All the praying made me curious. If people believed in this, I wanted to understand it. So, I decided to dig deeper and learn more about religion, checking out Bibles from different faiths. Over five years, I read seven different Bibles cover to cover and attended various churches, asking questions. But the answers were often vague, dismissive, or accompanied by, “You’re too young to understand.” I wanted to shout, “Just admit you don’t know, or tell me it’s like Santa Claus, and just move on!”
Years later, I revisited some religious texts, even studying with a friend, hoping to find something I’d missed. All I found were contradictions and justifications. It started to feel like religion was merely a tool for control, a way to keep people in line through fear of hell or a false sense of righteousness. I saw abusers get “forgiven” while their victims were left to carry the weight of their sins and navigate guilt and shame alone. It seemed less like a path to salvation and more like a free pass to avoid accountability.
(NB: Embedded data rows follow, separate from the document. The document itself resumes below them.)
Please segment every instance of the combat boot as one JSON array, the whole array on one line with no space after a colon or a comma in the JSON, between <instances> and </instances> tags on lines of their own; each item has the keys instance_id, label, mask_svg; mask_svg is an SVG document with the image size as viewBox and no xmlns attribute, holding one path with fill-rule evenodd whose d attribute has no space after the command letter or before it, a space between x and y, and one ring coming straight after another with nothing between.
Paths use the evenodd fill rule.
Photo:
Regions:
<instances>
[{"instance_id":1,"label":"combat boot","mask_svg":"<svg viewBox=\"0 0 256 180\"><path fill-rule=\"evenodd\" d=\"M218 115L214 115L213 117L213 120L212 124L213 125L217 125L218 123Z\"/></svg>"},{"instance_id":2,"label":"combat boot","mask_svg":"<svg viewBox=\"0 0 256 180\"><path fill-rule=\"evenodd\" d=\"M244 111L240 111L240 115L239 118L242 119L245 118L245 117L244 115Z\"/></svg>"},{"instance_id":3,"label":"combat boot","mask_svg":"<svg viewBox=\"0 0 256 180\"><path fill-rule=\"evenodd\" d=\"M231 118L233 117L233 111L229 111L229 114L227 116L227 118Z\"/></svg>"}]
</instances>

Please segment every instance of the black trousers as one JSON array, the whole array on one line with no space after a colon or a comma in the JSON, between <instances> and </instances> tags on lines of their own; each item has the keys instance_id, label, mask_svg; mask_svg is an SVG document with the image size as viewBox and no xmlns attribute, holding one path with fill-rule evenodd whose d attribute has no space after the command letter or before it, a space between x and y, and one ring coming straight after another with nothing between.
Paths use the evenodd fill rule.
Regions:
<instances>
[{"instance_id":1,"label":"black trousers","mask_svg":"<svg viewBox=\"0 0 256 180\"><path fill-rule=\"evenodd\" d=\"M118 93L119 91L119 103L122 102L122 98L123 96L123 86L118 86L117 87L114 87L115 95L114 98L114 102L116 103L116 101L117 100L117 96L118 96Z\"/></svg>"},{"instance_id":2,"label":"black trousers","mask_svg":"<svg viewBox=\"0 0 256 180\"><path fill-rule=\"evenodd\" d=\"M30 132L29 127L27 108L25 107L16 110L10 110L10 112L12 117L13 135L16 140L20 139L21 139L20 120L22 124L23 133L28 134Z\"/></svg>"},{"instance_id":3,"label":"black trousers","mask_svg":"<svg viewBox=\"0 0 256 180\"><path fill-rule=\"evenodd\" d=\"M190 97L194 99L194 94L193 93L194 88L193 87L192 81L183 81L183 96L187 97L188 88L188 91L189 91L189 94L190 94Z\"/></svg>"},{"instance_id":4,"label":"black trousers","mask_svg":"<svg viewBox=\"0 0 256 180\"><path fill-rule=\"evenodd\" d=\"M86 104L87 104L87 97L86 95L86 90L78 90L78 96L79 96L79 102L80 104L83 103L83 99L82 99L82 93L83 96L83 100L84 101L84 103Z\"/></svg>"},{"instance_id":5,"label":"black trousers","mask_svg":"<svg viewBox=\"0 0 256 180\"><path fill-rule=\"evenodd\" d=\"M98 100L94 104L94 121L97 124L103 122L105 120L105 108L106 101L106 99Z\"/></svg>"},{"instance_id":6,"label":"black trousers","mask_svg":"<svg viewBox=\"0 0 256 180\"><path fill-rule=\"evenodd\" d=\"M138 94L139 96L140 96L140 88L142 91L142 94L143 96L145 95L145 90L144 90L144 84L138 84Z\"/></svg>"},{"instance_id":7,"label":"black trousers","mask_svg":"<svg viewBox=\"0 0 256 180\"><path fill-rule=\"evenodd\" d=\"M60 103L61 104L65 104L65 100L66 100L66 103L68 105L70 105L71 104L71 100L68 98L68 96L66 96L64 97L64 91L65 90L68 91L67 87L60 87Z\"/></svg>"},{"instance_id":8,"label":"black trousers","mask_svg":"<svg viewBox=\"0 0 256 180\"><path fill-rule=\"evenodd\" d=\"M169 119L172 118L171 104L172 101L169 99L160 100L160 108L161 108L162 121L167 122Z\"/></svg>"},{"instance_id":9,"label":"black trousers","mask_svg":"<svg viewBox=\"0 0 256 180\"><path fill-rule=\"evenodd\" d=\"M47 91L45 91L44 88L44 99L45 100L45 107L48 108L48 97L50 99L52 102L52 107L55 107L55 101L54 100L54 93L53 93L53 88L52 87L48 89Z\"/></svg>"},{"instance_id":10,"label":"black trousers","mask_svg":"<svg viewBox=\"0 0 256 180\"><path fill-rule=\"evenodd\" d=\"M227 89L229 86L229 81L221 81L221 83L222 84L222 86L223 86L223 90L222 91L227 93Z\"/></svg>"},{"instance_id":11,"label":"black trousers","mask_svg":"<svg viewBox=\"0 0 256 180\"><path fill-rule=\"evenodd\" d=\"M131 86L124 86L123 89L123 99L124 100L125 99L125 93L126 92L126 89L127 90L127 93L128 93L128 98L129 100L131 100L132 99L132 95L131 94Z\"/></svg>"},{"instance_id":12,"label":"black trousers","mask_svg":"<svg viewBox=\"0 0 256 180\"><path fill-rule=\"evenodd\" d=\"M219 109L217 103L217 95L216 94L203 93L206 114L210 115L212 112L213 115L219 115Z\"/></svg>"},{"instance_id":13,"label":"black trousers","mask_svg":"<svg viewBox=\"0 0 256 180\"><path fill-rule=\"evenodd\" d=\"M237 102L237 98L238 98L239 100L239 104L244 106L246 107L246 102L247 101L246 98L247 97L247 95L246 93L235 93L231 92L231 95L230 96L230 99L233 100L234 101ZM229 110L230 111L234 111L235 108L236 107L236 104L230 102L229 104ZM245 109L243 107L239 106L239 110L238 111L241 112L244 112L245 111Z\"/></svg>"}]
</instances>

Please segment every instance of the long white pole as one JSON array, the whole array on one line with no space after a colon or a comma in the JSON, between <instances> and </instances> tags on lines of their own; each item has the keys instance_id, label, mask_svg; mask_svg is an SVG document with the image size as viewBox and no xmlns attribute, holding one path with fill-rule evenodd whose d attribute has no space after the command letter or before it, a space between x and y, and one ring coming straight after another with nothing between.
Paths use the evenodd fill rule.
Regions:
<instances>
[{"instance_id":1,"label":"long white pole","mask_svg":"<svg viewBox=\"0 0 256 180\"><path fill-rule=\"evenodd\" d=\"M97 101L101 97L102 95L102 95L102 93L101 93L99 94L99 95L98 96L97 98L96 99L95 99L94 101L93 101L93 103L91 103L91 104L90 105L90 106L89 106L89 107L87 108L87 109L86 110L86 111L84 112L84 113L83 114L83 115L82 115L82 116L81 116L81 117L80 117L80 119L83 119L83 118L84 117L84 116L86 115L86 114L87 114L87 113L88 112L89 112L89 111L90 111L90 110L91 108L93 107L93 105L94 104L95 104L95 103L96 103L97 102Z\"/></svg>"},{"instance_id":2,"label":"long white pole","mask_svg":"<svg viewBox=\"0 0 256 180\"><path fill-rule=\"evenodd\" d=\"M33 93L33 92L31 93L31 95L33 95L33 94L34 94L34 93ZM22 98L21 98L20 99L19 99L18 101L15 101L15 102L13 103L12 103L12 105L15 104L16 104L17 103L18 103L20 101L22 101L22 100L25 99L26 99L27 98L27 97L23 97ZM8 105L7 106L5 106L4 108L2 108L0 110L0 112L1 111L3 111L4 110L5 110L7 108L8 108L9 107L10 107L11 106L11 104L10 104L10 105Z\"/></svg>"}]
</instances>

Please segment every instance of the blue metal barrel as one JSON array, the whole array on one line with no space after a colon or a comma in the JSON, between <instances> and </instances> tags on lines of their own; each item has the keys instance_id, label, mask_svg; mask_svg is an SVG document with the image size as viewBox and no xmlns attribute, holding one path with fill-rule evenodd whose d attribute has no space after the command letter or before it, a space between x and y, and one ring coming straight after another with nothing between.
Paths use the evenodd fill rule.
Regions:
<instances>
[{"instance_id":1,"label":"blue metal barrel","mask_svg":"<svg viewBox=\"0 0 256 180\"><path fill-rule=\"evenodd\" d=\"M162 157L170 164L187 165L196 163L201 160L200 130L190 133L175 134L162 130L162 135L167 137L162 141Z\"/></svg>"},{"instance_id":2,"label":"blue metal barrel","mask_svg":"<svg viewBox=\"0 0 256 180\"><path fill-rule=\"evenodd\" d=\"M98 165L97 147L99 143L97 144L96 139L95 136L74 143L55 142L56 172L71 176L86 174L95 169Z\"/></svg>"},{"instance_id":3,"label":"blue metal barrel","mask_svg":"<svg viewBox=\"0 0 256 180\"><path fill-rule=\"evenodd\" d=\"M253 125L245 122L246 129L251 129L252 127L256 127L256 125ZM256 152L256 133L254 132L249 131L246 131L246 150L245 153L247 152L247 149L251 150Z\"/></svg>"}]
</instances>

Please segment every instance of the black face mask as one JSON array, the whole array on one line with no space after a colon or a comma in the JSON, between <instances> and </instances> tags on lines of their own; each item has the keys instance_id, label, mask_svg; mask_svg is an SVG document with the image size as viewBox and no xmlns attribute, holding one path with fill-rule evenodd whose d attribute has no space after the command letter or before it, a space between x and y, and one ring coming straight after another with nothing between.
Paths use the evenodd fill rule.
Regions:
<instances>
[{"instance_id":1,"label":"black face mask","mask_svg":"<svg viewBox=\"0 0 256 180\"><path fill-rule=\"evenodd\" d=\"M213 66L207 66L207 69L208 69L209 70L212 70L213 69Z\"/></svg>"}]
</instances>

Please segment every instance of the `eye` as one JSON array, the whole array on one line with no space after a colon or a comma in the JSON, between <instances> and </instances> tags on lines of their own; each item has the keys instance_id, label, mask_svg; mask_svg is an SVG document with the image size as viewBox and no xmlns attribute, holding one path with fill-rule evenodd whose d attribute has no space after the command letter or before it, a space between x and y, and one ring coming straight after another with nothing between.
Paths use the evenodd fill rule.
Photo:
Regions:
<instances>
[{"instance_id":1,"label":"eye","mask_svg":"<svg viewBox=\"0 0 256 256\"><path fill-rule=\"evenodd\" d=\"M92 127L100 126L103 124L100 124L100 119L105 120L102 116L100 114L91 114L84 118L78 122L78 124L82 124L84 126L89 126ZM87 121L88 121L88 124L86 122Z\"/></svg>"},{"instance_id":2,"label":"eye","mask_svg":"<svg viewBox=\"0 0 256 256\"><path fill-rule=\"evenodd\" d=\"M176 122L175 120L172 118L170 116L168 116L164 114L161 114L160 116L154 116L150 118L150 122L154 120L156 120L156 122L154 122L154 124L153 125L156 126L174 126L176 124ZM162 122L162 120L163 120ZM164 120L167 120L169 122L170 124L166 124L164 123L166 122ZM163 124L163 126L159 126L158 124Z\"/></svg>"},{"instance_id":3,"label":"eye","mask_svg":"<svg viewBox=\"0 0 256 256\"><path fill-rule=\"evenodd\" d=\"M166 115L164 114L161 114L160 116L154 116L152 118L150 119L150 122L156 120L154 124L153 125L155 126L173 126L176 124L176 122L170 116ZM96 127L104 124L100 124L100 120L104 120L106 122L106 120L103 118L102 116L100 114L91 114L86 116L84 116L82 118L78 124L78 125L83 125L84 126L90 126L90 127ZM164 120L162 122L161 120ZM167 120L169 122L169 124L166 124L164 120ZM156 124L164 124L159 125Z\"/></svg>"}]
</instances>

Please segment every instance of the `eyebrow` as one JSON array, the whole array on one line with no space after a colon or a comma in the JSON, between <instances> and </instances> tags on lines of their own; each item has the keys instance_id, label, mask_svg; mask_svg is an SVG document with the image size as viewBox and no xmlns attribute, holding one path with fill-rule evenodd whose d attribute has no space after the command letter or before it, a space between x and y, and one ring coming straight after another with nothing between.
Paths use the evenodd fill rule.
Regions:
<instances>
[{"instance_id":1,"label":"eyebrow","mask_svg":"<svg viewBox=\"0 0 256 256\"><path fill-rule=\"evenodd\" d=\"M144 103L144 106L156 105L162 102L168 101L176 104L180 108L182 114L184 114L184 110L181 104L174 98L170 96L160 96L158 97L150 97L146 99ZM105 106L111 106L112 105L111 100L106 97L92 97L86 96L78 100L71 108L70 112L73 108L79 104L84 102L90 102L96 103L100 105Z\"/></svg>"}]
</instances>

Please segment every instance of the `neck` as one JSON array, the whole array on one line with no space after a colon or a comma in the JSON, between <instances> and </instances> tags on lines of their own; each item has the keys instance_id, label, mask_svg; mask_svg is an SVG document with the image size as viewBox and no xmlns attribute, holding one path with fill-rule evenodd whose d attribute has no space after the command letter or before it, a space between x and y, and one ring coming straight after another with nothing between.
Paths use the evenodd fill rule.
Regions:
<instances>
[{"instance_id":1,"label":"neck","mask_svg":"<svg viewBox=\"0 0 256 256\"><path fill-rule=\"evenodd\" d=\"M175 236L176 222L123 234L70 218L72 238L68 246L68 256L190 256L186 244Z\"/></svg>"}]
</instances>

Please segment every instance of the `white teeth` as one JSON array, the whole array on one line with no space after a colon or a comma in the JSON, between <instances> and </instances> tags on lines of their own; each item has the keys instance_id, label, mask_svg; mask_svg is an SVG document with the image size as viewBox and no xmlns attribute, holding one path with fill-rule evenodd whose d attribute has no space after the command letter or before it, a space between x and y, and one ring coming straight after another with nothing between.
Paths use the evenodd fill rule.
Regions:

In the end, religion felt like an excuse for people to continue being terrible without any accountability. It was disappointing to witness how everyone picked and chose what to follow and demanded that others conform to their version of the truth. With clergy acting as keepers of secrets, the cycle of abuse only deepened; the higher up in the church you were, the more protected you seemed to be, while victims were shunned.
My conclusion: It is a cult. No, thank you!